In the current economic environment, IRS-prescribed monthly interest rates for certain intra-family transactions are at historic lows. As a result, an excellent opportunity exists to transfer wealth to lower generation family members while minimizing taxes. In Part Two of our three-part series on effective estate planning strategies in a low-interest-rate environment, we examine the technique known as “Grantor Retained Annuity Trusts” (GRATs), specifically “Zeroed-Out” GRATs. Like Intra-Family Loans described in Part One, a GRAT is an excellent strategy in a low-interest-rate environment to transfer wealth to a lower generation at reduced or no transfer tax costs.

A GRAT is a trust typically established by a parent, the trust’s “Grantor”, who transfers assets – such as stock or closely-held business interests – to the GRAT for a specific term of years, typically between two and ten years. The GRAT is often written to provide that the parent retains the right to receive back, in the form of annual fixed payments (that is, the “annuity”), 100% of the initial fair market value of the assets transferred to the GRAT, plus a rate of return on those assets based upon the IRS-prescribed interest rate known as the “7520 rate”, which references the Internal Revenue Code section detailing how this rate is to be calculated. The IRS’s 7520 rate for June 2015 is 2.0%. Any assets remaining in the GRAT at the end of the trust’s term of years pass to the named beneficiaries, typically the Grantor’s children, without additional gift tax. This type of GRAT is often referred to as a “Zeroed-Out GRAT” since it does not result in the Grantor making a taxable gift due to the retention of annuity equal to 100% of the assets contributed to the GRAT.

As an illustration, assume a parent contributes $1,000,000 of XYZ stock to a two-year Zeroed-Out GRAT during June 2015. Here, the parent will receive two annuity payments of $515,039 each from the GRAT at the end of the first and second years. If the XYZ stock appreciates at more than the 2.0% 7520 rate during the two-year GRAT, there will be a residual value left in the GRAT at the end of two years that would pass to the beneficiaries free of gift tax. So, if the initial GRAT value appreciated at 10% annually during the two years, there would be approximately $128,000 of value to pass to the beneficiaries gift tax-free at the end of two years, while if the initial GRAT value appreciated 7% annually, there would be approximately $78,000 left to pass to the beneficiaries gift tax-free at the end of the two-year GRAT.
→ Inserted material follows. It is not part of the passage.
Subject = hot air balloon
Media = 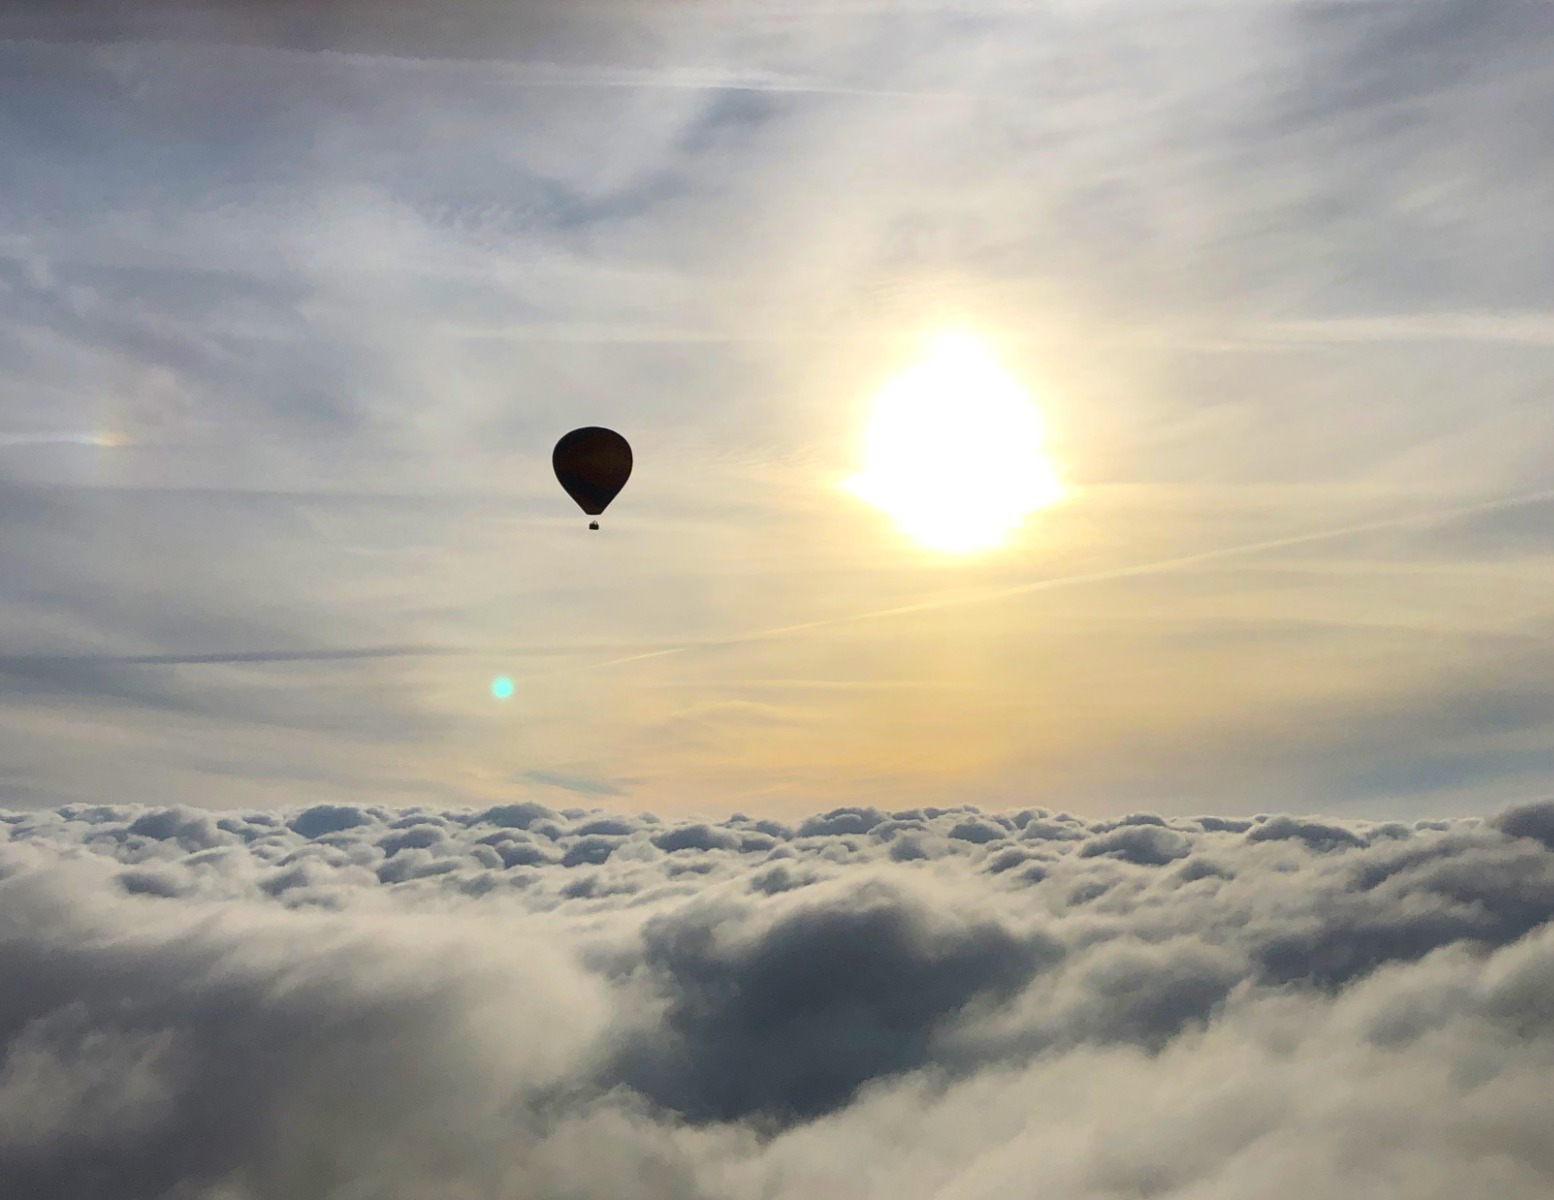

The significant downside of this technique is that the Grantor must outlive the trust term for growth in excess of the 7520 rate, if any, to be distributed to the beneficiaries free of gift tax. If the Grantor dies during the trust term, the GRAT assets remain includible in the Grantor’s estate for estate tax purposes. Accordingly, it is vital to select a term for the GRAT that the Grantor is expected to survive.

To summarize, the GRAT technique presents somewhat of a “free shot” at attempting to shift future appreciation of assets to beneficiaries without any gift or estate tax. Under current law, there will be no taxable gift made assuming a Zeroed-Out GRAT is used. Further, if the Grantor survives the term of a GRAT created in June 2015 and the assets appreciate, a transfer to the trust beneficiaries will occur with respect to any appreciation over 2.0% on an annual basis. If such appreciation does not materialize, the Grantor will receive all of the trust assets back through receipt of the annuity payments. In other words, the Grantor will generally be no worse off from having tried the GRAT technique even if it does not work out as hoped. And in many instances, the Grantor can “roll over” the assets into a new GRAT and try again for the next two years.